Kollektivvertrag Rechtliche Artikel

KV-Verhandlungen 2024

Wir angestellten Apothekerinnen und Apotheker sind die Stützen der mediznischen Nahversorgung der Österreicherinnen und Österreicher. Egal ob in Pandemiezeiten, in der Nacht, bei Infektionswellen oder am Wochenende, wir halten das System der Apotheken am Laufen. Für unseren Einsatz erwarten wir eine faire Behandlung und Respekt. Dazu gehört, dass wir zumindest nicht weniger in der Tasche haben wollen als im Jahr zuvor.

Betrachtet man die österreichischen Kollektivvertragsverhandlungen der letzten Wochen sieht man, dass der vollständige Ausgleich der Inflation in faktisch allen Branchen umgesetzt wird. Taschenspielertricks wie Einmalzahlungen oder gar der Griff in den Topf anderer Sozialleistungen ist dabei ein No-go. Aber genau mit solchen möchte der Apothekerverband mit uns Apothekerinnen und Apothekern verfahren: Sie bieten gerade einmal die Hälfte(!) des Inflationsanstiegs als echten Lohnausgleich, den Rest wollen sie durch Einmalzahlungen und den Griff in die Pensionstöpfe ausgleichen. Frei nach dem Motto: „In einem Jahr habt ihr dann faktisch weniger als heute in der Tasche und zahlt euch einen Teil davon gleich selbst.“ Dieses „Angebot zur Gehaltskürzung“ ist schäbig und werden wir nicht annehmen.

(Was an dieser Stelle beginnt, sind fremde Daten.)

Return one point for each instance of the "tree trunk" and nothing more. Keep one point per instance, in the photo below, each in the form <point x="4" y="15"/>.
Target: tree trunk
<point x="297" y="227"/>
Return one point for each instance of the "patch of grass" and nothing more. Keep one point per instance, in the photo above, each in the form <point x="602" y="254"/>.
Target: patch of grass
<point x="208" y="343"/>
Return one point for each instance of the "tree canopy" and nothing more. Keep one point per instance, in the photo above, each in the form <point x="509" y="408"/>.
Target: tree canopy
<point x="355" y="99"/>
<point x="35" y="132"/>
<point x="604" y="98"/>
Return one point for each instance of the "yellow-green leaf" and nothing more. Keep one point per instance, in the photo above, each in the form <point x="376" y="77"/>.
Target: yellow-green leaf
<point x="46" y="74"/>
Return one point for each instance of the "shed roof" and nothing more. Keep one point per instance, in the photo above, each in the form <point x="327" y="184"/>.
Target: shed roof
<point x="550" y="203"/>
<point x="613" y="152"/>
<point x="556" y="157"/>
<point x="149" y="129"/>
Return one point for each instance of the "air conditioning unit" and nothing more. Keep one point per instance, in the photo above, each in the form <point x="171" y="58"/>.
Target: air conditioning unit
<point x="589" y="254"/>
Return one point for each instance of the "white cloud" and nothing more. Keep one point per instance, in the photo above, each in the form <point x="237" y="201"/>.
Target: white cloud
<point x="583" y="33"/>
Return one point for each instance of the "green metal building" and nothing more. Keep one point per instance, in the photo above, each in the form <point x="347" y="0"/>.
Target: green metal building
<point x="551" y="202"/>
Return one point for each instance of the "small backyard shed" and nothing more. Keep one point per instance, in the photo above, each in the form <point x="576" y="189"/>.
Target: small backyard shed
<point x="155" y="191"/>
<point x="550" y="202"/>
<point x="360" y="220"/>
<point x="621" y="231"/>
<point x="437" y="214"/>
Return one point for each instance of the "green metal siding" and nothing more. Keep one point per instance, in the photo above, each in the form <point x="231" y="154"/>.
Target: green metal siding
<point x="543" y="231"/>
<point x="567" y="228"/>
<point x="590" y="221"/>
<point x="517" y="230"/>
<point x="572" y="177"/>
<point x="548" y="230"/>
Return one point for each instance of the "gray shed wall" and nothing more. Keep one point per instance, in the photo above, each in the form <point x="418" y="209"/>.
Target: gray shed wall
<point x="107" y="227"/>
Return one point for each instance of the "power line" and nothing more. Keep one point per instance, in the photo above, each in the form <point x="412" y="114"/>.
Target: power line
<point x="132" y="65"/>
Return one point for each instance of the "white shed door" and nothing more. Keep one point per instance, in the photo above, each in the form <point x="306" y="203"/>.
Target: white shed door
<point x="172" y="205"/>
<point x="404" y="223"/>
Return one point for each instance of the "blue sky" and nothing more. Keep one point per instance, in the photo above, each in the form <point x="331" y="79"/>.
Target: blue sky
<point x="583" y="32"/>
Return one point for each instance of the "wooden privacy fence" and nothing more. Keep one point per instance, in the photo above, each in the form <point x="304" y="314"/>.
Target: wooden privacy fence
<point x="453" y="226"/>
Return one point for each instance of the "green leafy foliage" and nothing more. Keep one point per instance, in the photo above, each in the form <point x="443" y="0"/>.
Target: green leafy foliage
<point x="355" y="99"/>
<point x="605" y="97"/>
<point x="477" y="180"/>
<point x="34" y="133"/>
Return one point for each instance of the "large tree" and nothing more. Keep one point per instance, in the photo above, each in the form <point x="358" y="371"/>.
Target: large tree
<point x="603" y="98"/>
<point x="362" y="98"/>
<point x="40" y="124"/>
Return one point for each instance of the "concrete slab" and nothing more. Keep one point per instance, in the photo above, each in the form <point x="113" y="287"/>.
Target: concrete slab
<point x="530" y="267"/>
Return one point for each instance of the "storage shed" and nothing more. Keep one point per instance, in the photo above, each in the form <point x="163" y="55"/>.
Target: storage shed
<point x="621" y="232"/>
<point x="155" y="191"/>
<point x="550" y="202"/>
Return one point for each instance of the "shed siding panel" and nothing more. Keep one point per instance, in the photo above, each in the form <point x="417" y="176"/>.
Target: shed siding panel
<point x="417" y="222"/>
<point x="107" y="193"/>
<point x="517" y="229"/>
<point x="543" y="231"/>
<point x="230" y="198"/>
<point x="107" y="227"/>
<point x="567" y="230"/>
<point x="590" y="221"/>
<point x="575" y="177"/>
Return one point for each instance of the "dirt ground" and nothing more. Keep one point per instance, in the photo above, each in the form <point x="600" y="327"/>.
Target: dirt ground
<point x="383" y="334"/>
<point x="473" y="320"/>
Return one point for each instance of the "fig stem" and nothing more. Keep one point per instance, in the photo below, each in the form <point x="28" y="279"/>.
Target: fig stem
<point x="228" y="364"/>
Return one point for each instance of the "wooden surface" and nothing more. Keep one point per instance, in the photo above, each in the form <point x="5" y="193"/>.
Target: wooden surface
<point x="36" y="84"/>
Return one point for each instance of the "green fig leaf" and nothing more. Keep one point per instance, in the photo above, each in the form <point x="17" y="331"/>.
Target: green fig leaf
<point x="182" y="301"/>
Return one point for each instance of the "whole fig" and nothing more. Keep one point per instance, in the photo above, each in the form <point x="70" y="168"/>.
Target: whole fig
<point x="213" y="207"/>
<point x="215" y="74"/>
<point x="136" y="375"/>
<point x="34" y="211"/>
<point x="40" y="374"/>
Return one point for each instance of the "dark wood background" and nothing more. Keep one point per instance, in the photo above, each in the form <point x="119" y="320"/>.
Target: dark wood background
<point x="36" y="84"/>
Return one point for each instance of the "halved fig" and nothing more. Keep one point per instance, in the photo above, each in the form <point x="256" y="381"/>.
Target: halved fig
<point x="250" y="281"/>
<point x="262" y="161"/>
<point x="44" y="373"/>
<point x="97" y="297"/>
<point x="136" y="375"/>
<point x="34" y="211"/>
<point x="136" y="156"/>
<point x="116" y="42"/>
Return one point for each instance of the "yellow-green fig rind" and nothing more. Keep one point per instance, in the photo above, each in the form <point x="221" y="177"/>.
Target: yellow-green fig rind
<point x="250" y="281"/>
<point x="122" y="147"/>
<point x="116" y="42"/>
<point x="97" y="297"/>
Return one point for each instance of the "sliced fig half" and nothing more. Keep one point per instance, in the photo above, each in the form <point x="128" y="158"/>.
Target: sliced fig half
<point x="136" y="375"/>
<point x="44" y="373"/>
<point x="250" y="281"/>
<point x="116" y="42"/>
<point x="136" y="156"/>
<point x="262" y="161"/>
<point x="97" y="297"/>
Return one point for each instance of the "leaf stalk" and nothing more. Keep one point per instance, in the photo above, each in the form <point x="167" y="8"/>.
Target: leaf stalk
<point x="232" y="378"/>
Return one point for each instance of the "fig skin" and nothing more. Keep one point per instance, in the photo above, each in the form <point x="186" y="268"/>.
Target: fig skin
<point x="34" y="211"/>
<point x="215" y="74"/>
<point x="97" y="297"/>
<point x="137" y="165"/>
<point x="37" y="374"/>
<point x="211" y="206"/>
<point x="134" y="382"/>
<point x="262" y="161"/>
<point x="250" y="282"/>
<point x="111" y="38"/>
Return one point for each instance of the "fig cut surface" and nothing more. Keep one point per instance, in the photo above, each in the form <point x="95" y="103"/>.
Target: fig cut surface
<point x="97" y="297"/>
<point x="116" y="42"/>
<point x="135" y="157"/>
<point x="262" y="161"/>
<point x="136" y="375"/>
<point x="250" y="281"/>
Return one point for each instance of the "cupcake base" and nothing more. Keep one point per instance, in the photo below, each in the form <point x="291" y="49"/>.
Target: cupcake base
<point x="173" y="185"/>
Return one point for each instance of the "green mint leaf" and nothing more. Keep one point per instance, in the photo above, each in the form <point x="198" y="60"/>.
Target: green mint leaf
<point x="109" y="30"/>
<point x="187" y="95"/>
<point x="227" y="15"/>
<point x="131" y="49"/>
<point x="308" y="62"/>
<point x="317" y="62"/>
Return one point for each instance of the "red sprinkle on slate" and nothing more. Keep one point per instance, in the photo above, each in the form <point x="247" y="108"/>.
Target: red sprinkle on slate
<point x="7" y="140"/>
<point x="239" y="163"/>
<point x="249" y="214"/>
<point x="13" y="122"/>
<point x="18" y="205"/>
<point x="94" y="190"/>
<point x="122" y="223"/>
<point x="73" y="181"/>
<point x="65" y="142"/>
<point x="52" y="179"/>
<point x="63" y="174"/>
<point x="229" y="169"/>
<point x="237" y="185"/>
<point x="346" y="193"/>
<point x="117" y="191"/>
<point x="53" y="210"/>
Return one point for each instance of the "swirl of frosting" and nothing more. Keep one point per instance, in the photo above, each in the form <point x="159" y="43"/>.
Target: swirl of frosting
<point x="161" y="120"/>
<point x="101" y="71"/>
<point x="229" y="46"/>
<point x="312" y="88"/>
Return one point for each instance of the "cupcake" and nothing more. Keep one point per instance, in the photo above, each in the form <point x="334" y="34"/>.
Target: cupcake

Argumente wie „wir bieten euch den Anstieg der Deckungsbeiträge“ (4,3%) sind dabei ein blanker Hohn. Dieses Jahr haben die Mehreinnahmen durch Tests wie bereits in den letzten Jahren Beträge in Millionenhöhe zusätzlich in die Taschen der Apotheken gespült. Der Ausgleich der Inflation und damit der Erhalt unseres Lohns – ohne irgendeine Partizipation an den Geschäftserfolgen der Selbstständigen – würde einen Bruchteil davon kosten. Wir befinden uns in einer krisenresistenten Branche – ganz anders als hart umkämpfte Sektoren wie der Handel oder von der Weltwirtschaft gebeutelte wie die Industrie. Und trotzdem wollen unsere Arbeitgeber nicht einmal über deren Hürde springen.

Wir werden, wie immer, konstruktiv und offen in die nächsten Verhandlungsrunden gehen. Aber auch mit aller Härte – weil wir angestellte Apothekerinnen und Apotheker Respekt und Anerkennung verdient haben!